Luego de un receso de quince minutos, el chico terminó su declaración:
—Unos días después, jugando en los jardines de la iglesia, escuché a Doña Inocencia, la hermana del cura, decir a una vecina que a mi abuela le había fallado el corazón. Dijo que «Leoncia había muerto ebria de satisfacción» y que parecía que había encontrado su «eslabón perdido». Esa señora siempre habla raro. Lo que pasa es que entendí, porque la otra, la que suda mucho, le respondió que sí, que había muerto de felicidad y que son pocos los que encuentran «el camino de su ventura».
—¡De madre…! —exclamó el policía, fascinado con el relato—. ¡Ay que ver cómo se las mandan en el pueblo! ¿Estás seguro de esa conversación?

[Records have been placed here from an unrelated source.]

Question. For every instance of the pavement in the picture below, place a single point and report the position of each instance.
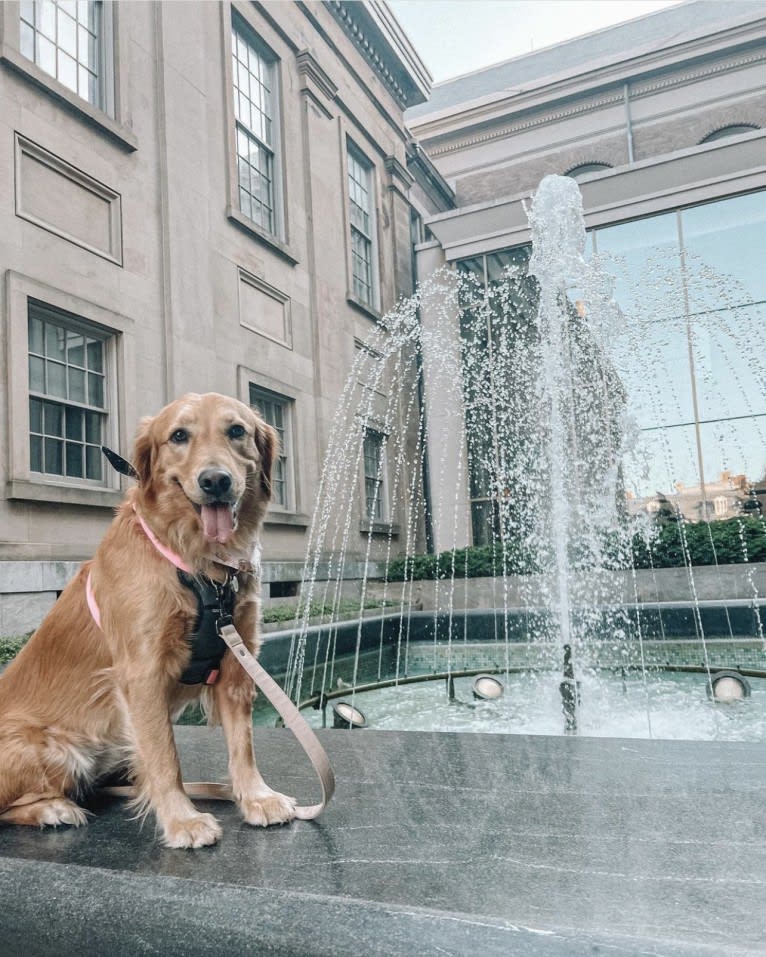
(434, 844)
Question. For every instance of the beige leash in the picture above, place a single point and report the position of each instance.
(293, 719)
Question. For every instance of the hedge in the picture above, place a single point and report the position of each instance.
(728, 542)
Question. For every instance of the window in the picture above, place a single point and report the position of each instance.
(255, 113)
(275, 410)
(65, 39)
(691, 290)
(67, 395)
(374, 486)
(363, 246)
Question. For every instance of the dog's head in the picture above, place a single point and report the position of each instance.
(204, 472)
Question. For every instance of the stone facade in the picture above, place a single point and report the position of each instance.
(126, 219)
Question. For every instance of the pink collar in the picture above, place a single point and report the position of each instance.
(251, 566)
(162, 549)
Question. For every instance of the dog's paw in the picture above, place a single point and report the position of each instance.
(197, 831)
(271, 808)
(60, 811)
(49, 812)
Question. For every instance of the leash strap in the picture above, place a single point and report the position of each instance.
(293, 719)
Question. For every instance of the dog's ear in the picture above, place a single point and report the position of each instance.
(142, 451)
(267, 443)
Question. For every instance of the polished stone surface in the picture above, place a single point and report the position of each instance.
(434, 844)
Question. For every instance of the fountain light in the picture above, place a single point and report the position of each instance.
(345, 715)
(728, 686)
(487, 687)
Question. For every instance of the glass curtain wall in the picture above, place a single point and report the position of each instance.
(690, 286)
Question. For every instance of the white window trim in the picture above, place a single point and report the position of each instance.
(23, 483)
(383, 522)
(110, 118)
(277, 515)
(372, 309)
(288, 410)
(279, 241)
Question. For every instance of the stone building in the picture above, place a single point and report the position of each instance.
(662, 121)
(195, 196)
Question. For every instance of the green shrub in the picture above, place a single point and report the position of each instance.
(731, 541)
(728, 542)
(10, 647)
(346, 606)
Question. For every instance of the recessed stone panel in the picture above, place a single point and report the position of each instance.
(264, 309)
(66, 201)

—Si, sí, la que suda mucho repitió dos veces «¡camino de su ventura!». Y la hermana del cura, mirándola raro, le tiró: «¿Habrás querido decir… camino de su desventura? Porque, Arancha, ¿no habrás olvidado el quinto mandamiento, verdad?». Y la otra, mirándola con desconfianza, porque dice mi madre que la misa diaria es como una cámara de vigilancia, respondió muy bajito: «Será, será…». Y, luego, soltó varios «¡ejem!», así como con carraspera. Esa es la vecina que siempre cuchicheaba con la abuela sobre la «fuerza de los instintos». Tiene que conocerla. Es una que se parece a Cruella de Vil.
—¿Cruella de Vil? Pero…, ¿y, ahora, quién es esa…?

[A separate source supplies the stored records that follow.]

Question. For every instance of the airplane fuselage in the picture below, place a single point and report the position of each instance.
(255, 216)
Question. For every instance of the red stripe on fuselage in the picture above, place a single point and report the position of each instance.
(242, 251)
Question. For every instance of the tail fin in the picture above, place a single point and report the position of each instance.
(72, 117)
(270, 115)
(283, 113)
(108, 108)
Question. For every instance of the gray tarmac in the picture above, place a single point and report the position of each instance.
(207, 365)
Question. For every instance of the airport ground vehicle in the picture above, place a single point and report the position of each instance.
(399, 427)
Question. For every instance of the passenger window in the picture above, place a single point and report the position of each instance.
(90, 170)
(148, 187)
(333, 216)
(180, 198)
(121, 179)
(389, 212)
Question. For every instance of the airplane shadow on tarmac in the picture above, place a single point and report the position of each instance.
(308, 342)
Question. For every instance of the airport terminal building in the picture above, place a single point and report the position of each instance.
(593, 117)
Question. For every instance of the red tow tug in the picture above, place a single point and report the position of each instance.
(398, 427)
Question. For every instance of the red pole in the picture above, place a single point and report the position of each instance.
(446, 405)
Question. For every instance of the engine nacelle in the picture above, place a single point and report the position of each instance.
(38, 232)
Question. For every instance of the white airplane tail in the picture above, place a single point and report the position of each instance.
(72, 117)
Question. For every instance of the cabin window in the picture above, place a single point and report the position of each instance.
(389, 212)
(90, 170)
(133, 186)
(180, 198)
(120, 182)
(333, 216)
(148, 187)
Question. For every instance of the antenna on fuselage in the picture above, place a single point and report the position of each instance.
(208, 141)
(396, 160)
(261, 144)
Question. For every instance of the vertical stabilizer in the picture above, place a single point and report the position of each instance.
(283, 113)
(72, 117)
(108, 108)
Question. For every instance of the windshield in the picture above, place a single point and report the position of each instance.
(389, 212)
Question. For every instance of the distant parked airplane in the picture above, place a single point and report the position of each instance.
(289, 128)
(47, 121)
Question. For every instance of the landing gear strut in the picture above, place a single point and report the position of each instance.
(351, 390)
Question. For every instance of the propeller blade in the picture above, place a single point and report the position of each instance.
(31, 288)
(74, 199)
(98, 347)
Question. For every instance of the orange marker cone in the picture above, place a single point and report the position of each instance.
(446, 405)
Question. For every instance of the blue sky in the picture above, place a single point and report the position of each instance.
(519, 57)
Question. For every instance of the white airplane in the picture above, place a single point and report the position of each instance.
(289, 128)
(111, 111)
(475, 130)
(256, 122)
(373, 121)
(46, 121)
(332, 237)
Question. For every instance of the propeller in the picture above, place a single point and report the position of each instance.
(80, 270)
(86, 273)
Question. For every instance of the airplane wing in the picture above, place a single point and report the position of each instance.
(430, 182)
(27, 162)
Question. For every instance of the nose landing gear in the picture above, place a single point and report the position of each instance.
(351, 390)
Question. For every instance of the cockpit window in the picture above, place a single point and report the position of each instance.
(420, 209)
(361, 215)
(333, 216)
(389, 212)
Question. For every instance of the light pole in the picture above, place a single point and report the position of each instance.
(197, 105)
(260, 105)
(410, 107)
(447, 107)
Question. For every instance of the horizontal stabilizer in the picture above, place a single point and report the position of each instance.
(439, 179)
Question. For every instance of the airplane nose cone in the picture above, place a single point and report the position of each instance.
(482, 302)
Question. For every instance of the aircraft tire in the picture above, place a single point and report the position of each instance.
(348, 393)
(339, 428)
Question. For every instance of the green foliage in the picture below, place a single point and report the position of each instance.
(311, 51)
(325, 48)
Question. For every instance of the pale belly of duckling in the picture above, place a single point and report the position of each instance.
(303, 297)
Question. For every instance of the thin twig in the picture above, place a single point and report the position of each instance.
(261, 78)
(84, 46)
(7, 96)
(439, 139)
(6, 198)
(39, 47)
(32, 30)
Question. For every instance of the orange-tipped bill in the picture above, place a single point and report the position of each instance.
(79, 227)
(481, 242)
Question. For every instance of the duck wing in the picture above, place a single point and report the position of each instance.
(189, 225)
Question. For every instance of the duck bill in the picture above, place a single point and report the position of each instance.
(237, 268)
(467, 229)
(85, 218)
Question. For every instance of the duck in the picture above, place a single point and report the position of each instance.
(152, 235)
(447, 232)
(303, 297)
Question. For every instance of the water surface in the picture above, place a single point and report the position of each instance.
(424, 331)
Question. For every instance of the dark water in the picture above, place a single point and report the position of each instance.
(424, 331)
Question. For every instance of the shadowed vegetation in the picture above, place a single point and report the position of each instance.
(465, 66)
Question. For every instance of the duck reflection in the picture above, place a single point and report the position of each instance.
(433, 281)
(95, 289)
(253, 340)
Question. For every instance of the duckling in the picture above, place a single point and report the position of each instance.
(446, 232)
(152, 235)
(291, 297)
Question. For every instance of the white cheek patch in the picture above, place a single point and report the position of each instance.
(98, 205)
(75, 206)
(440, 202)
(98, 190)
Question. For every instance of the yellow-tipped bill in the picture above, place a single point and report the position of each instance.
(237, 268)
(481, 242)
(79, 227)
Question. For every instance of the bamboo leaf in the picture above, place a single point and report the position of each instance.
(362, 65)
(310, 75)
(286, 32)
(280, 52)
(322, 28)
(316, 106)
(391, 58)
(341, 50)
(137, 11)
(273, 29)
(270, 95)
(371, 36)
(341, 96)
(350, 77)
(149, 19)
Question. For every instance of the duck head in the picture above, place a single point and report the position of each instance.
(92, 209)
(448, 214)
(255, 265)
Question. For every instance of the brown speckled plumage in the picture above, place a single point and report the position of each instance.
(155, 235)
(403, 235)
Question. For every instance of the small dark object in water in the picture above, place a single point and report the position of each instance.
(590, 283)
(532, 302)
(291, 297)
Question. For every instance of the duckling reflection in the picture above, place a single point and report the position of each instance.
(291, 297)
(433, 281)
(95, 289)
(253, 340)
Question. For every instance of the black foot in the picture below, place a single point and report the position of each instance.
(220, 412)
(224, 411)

—¡Ay…, ay…, comisario! ¿No lo sabe? Es la que en la peli despelleja a los dálmatas.
EXTRACTO SACADO DEL DIARIO DEL NIÑO
(…) Ayer fui al prado, la yerba estaba verde y salpicada de margaritas. Las margaritas son girasoles pequeñitos, sólo que sin semillas que den aceite. Cogí y salté la valla y fui derechito hacia el árbol donde la yegua y su potrillo se resguardaban del sol. Los acaricié y la yegua me pasó la lengua por las manos. Es áspera. Dice mi padre que comen terrones de azúcar, así que mañana les traeré… Me gusta cuando hacen ¡hiii, hiii, hiii!, enseñando sus grandes dientes.
Hoy he escuchado a la salida de misa que el espíritu de la abuelita ha encontrado cobijo en el viejo tejo del pueblo y que, por eso, el árbol se está secando. Aseguran que sus ramas hacen ¡cronch, cronch! y que otras formas de lobos feroces son posibles. Mmm-hmm, interesante: un día de estos me acerco a ver.